In 2001, zes seizoenen na de historische promotie, zakte KRC Harelbeke weer uit de eerste klasse. Tien jaar later blikt toenmalige aanvoerder Joris De Tollenaere terug op de op- en neergang van de Ratjes.

Koninklijke Racing Club Harelbeke, gesticht in 1930 onder stamnummer 1615, leidt lang een bestaan dat zich vooral in de provinciale reeksen afspeelt. Het is onder het voorzitterschap van wijlen Pierre Lano dat het in 1978 voor het eerst opklimt tot in de tweede klasse. Om daar het behoud te verzekeren, trekt de industrieel en politicus zelfs Ernst Happel aan, maar daarna profileert hij zich vooral als de promotor van de Zuid-West-Vlaamse fusiegedachte. Onder de leiding van zijn opvolger, vriend en advocaat Geert Sustronck spelen de Ratten in 1982, 1983, 1987 en 1988 de eindronde, maar die winnen lukt hen niet. Pas bij de vijfde deelname, in 1995, slaagt KRC Harelbeke erin te promoveren naar eerste.

De opgang

De beslissing viel toen op de vijfde speeldag van een eindronde met RC Genk, Excelsior Moeskroen en Beerschot. “Thuis tegen Moeskroen viel op het einde nog de 3-2 en daardoor werd de verplaatsing naar Genk op de slotdag onbelangrijk”, vertelt Joris De Tollenaere (40), geboren Harelbekenaar die op vijfhonderd meter van het Forestiersstadion woonde, de jeugdopleiding doorliep, aanvoerder werd van het eerste elftal en stage liep op het advocatenkantoor van de voorzitter. “Ik denk dat Patrice Zéré en Hein Vanhaezebrouck nog altijd aan het discussiëren zijn over wie die winning goal maakte. ( lacht) Zéré heeft altijd beweerd dat hij de bal als laatste raakte.”

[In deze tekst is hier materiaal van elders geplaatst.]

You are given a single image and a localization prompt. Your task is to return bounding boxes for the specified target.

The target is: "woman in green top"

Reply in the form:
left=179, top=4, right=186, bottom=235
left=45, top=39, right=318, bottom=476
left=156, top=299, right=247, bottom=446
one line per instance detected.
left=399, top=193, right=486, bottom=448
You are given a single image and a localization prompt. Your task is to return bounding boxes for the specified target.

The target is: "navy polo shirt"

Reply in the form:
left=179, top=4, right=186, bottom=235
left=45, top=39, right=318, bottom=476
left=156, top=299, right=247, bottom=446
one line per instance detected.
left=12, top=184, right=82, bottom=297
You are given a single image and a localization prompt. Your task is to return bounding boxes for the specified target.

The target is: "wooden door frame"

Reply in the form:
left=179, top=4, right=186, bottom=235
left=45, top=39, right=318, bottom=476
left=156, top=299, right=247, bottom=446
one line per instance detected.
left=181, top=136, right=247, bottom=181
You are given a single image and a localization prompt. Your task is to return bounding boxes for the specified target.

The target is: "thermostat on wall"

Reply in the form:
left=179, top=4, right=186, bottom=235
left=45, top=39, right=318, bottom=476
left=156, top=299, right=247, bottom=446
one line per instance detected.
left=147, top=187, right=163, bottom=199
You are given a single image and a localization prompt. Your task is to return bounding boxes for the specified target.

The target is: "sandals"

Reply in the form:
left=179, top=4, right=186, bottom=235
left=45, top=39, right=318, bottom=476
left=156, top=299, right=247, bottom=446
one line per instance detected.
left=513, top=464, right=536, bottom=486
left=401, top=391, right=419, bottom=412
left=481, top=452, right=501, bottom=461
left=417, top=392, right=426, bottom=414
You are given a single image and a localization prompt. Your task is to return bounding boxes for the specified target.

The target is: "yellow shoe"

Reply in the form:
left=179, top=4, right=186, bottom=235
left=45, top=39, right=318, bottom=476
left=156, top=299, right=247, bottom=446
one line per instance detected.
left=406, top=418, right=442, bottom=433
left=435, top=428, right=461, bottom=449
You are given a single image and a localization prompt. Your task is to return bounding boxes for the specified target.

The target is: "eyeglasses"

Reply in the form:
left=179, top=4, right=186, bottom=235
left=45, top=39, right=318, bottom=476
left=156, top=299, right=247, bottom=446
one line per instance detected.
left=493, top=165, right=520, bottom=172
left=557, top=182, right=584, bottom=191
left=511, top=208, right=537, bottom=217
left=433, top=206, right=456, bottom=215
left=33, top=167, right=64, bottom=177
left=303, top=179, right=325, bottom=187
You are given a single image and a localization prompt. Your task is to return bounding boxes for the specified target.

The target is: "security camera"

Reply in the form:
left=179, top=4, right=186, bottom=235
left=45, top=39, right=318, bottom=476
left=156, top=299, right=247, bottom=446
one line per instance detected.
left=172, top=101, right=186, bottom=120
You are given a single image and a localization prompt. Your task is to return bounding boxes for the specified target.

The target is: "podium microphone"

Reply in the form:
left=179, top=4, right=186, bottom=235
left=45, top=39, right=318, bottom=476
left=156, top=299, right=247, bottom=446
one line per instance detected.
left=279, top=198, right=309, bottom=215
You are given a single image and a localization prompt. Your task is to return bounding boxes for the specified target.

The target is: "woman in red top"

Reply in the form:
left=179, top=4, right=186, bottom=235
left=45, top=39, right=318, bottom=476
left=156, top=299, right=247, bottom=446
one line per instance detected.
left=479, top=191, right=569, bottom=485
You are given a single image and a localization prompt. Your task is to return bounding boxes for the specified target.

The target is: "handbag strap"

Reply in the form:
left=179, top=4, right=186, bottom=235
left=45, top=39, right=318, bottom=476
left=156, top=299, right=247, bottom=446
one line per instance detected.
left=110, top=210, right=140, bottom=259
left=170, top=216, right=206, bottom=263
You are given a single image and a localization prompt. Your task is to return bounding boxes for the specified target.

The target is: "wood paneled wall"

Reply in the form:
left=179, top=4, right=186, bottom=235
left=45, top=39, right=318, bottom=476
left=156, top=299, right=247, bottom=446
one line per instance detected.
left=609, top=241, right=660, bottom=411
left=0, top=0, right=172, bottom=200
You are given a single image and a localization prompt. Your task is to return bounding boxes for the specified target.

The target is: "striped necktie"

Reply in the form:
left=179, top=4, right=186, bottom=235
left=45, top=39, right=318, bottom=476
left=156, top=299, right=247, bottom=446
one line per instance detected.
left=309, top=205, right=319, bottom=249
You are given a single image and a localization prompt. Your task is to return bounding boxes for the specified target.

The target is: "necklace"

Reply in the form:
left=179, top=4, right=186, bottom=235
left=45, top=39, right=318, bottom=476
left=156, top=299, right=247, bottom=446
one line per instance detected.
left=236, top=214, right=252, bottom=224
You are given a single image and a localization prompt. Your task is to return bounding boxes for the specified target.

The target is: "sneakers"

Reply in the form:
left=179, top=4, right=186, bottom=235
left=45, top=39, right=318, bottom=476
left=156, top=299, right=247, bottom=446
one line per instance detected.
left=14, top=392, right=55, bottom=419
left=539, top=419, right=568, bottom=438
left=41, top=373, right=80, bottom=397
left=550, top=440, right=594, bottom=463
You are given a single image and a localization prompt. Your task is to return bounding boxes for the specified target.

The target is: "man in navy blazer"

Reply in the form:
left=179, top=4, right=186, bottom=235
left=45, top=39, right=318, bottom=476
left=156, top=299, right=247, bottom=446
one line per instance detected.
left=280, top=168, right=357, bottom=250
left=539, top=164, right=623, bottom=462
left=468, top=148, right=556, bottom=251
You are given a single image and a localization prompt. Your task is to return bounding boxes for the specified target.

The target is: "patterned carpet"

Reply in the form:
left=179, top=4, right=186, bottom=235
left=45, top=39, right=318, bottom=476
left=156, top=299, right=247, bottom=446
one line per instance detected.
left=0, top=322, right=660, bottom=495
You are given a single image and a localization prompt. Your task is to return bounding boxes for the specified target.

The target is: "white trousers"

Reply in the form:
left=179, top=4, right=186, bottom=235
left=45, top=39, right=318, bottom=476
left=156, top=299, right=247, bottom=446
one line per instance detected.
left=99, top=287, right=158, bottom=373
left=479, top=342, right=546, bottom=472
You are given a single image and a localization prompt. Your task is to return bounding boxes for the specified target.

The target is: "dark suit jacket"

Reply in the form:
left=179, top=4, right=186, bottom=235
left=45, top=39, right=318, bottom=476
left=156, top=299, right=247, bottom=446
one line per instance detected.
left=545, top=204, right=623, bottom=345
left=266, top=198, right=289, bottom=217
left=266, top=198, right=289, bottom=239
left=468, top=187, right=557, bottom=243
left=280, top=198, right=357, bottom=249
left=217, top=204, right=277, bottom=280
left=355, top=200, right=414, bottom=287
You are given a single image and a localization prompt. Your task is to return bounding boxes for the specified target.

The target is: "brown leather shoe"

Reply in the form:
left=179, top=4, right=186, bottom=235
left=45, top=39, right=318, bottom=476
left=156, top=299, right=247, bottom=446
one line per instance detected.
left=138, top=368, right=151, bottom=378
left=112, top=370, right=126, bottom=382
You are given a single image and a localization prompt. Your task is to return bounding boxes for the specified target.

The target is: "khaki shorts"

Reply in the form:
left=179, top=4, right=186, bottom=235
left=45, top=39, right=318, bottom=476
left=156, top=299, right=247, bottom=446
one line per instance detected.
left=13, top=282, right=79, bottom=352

Het was het eerste jaar van Henk Houwaart in Harelbeke. “Hij kreeg ons scherp, hij was ervan overtuigd dat het niet mis kon lopen en dat deed het dus ook niet. Iedereen speelde op zijn top. Bijna elke wedstrijd kwamen we op achterstand, maar telkens kwamen we terug. Achteraf bekeken werd die eindronde beslist in flitsen. Onvoorstelbaar. Ik had het in mijn jeugd als supporter al vier keer fout zien lopen, maar vanaf de eerste match gaven de feiten Houwaart gelijk. Dat we Beerschot, Moeskroen en Genk achter ons zouden laten, was nochtans niet vanzelfsprekend. Maar iedereen wilde ook wel. Voor de generatie Kurt Deltour-Chris Schouttetens, die in de late jaren tachtig met Harelbeke al twee keer de eindronde gespeeld had, was het de laatste kans. Hein had het bij KV Kortrijk al eens geprobeerd in eerste, maar dat was van korte duur geweest. Ik was dan weer net afgestudeerd, voor mij was het zeker het ideale moment om de stap te zetten. Ook in het bestuur waren veel mensen bereid om dat eens mee te maken. Geert Sustronck zei: ‘Al is het maar voor een jaar, we zullen er toch van genoten hebben.’ Misschien was dat ook wel het uitgangspunt. Maar als speler bekijk je dat anders, zeker omdat Houwaart beweerde dat we zonder problemen in de middenmoot zouden meedraaien. Na die gewonnen eindronde begin je dat te geloven.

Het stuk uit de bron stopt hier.